Attitude Can Be an Instructional Goal
Instructors should want students to take interest in learning, to have great attitude that helps them learn. Teaching should increase interest in the subject, make students want to apply their learning, and avoid reducing their interest in the subject, which is what attitude conveys.
Adjust to Influence Attitudes
Because the conditions and consequences of learning affect attitude, instructors should be able to distinguish the conditions and consequences that increase interest from those that decrease interest. Watch for what promotes your student’s engagement, and do more of those things. Also watch for what diminishes your student’s engagement, and do less of those things.
Produce Benefits for After Instruction
To teach is to attempt to change students in the way that the instructor desires, including for students to be able to articulate or do something that they previously could not, or to feel differently about something. To learn is to be different after instruction. An instructor’s main concern should thus be how students are different after instruction. The attitude you foster in students toward their own learning can be one of those post-instruction gifts that students can retain.

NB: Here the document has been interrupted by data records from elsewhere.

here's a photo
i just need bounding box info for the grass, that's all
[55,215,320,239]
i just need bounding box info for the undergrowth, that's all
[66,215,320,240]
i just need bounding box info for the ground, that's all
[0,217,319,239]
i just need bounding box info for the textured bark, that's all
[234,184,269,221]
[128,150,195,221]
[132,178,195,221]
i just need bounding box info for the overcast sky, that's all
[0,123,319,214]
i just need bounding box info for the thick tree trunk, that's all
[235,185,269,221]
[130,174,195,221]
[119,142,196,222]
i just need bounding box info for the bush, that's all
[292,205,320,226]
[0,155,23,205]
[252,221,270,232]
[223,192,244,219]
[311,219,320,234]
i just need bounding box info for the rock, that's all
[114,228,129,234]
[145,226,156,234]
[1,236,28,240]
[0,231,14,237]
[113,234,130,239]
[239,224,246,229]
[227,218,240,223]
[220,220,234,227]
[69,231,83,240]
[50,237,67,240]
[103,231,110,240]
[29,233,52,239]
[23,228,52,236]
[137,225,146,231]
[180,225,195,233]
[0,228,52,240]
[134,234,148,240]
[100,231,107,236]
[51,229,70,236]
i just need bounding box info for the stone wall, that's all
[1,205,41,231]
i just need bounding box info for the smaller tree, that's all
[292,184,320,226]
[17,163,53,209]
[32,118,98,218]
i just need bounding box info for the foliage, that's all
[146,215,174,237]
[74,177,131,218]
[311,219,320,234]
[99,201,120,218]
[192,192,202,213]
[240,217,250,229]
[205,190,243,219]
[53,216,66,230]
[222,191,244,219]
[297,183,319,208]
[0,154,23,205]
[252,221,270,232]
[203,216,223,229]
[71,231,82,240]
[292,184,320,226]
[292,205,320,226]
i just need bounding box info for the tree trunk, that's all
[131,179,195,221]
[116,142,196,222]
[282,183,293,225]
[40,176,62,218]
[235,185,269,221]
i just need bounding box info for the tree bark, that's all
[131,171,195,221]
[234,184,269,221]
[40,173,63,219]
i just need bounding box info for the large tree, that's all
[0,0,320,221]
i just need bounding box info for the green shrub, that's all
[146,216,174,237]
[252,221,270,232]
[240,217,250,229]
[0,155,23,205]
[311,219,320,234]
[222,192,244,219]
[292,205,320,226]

Develop a Keen Eye and Sensitivity
Other persons also influence learning, but instructors take direct responsibility to influence learning and must therefore do what they can, within resource and role constraints, to achieve it. Instructors cannot always know when students are learning. Instructors must instead accentuate things that positively influence learning while diminishing things that negatively influence learning. Much of what instructors need to know about students, like their attitude, their knowledge, and their understanding, instructors must infer. Instructors infer only from visible behavior. Develop a keen eye for observing student behavior, and adjust practices to promote positive engagement.